Vatican I infallibly defined that this teaching along with all the Church’s other defined teachings must be understood in the same sense (in eodem sensu) and with the same meaning as the Church has always understood it. Here is a page with a compilation of the Church’s teachings on this matter that can help for those interested to read more on what the Church has always taught on this subject: no-salvation-outside-the-church.blogspot.com/
There was an interesting program tonight on EWTN with Fr. Mitch Pacwa and a Dominican Friar who is the head of the Dominican House of Studies in Washington, DC. I can’t recall his name. He was asked a question about Protestant martyrs. His answer was very simple and clear. I think it applies to the Jewish martyrs as well. He said that anyone who dies for his faith in God is a martyr and is in heaven.
Perhaps he should read the above infallible teaching that even if they shed their blood in the name of Christ that it will profit them nothing if they are outside the Church.
We don’t have to panic over the souls of Jews being lost, if they are truly living their faith. God will find a way to save them.
Christ taught that there are only “few” who are saved. He said that “many are called” but only “few are chosen.” We know definitively and from the definition of the word itself that “few” means the minority. That blog I posted earlier also has a compilation of the Church’s teachings on few saved as well as the constant understanding of theologians and the doctors of the Church throughout the centuries. If only few are saved, as Christ clearly taught, then we must be concerned not only with the Jews but with everyone. And nowhere in the history of the teachings of the Catholic Church will you find them saying that Jews will be saved in their false faith that denies Christ as long as morality is maintained. At some point, they would have been guilty of a grave sin in their souls and would be lost because they do not have a way to obtain forgiveness for these sins, and we have no revelation that says they can.
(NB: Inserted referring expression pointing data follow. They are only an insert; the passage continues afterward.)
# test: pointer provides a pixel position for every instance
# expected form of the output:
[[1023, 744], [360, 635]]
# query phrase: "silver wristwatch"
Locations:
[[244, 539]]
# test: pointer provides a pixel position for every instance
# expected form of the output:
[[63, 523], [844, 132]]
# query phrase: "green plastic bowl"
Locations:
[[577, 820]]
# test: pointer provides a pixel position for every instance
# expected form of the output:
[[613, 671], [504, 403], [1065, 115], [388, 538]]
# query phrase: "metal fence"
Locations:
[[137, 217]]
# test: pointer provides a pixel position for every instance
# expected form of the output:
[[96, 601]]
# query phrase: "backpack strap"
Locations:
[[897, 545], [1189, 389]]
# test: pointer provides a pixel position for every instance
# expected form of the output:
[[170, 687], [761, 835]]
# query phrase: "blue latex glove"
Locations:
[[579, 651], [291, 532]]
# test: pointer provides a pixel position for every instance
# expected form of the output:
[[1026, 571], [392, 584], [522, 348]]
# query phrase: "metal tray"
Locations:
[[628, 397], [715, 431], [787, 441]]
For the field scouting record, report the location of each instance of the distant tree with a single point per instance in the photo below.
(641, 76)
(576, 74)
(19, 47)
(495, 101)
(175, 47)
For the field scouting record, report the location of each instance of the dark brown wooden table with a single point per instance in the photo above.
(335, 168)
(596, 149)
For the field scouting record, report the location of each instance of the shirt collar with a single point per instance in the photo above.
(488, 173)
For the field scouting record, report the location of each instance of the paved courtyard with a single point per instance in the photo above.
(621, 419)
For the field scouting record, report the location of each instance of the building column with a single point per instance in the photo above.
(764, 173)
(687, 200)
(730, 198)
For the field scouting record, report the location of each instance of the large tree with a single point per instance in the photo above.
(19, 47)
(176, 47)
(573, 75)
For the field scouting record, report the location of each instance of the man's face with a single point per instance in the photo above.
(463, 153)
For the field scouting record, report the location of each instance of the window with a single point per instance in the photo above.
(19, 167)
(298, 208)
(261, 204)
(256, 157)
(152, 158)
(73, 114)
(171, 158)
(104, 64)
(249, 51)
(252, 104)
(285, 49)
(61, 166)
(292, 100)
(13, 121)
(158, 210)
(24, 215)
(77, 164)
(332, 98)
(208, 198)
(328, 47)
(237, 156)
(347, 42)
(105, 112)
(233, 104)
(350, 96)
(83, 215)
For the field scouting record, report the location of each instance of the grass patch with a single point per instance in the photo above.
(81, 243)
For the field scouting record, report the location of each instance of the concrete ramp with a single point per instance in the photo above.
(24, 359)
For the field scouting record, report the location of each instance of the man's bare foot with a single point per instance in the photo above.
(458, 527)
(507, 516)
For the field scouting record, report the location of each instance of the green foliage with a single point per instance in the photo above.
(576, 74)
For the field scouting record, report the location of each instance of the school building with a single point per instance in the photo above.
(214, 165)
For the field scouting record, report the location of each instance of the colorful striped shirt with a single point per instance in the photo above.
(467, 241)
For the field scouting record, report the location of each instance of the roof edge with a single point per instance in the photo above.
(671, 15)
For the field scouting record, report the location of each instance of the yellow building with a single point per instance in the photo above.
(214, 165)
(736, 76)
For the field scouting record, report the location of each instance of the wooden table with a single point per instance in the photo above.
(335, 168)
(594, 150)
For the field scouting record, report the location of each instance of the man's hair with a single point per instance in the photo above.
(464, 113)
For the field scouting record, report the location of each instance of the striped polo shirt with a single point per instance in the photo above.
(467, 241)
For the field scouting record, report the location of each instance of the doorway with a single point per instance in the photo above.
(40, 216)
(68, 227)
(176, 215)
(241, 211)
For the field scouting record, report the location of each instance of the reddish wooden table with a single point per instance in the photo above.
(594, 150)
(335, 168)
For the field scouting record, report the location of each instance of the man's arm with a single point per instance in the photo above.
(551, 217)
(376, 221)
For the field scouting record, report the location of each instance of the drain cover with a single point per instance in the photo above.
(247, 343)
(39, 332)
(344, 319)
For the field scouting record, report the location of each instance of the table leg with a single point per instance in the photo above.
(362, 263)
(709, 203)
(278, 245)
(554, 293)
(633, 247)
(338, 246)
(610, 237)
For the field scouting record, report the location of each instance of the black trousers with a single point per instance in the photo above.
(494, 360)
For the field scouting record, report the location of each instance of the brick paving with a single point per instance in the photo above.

Pope Gregory XVI, Mirari Vos, 15 August 1832:
“Now We consider another abundant source of the evils with which the Church is afflicted at present: indifferentism. This perverse opinion is spread on all sides by the fraud of the wicked who claim that it is possible to obtain the eternal salvation of the soul by the profession of any kind of religion, as long as morality is maintained. Surely, in so clear a matter, you will drive this deadly error far from the people committed to your care. With the admonition of the apostle that “there is one God, one faith, one baptism”(Ephesians 4,5) may those fear who contrive the notion that the safe harbor of salvation is open to persons of any religion whatever. They should consider the testimony of Christ Himself that “those who are not with Christ are against Him,” (Luke 11,23) and that they disperse unhappily who do not gather with Him. Therefore “without a doubt, they will perish forever, unless they hold the Catholic faith whole and inviolate.” (Symbol of Saint Athanasius) (…) This shameful font of indifferentism gives rise to that absurd and erroneous proposition which claims that liberty of conscience must be maintained for everyone. It spreads ruin in sacred and civil affairs, though some repeat over and over again with the greatest impudence that some advantage accrues to religion from it. “But the death of the soul is worse than freedom of error,” as Augustine was wont to say (Epistle 166)”
ewtn.com/library/encyc/g16mirar.htm

I can see our conversation now getting off the topic of the Jews and this prayer. Perhaps we can save the rest of our dialogue on this issue of No Salvation Outside the Church for another thread on this specific topic.
 
For what reason would the Church have to be ambiguous about a teaching that has already been settled? The new version of the Good Friday prayer for the Traditional Mass liturgy clearly explains that they are praying that the Jews embrace Jesus as the Messiah. As a result, the Jews explained their shock and horror that the Church would actually pray for this to occur. They sincerely believed that the prayer in the Novus Ordo liturgy was basically saying they were okay where they were and did not need Christ. If people are walking away with that understanding, you cannot deny that there is a serious problem.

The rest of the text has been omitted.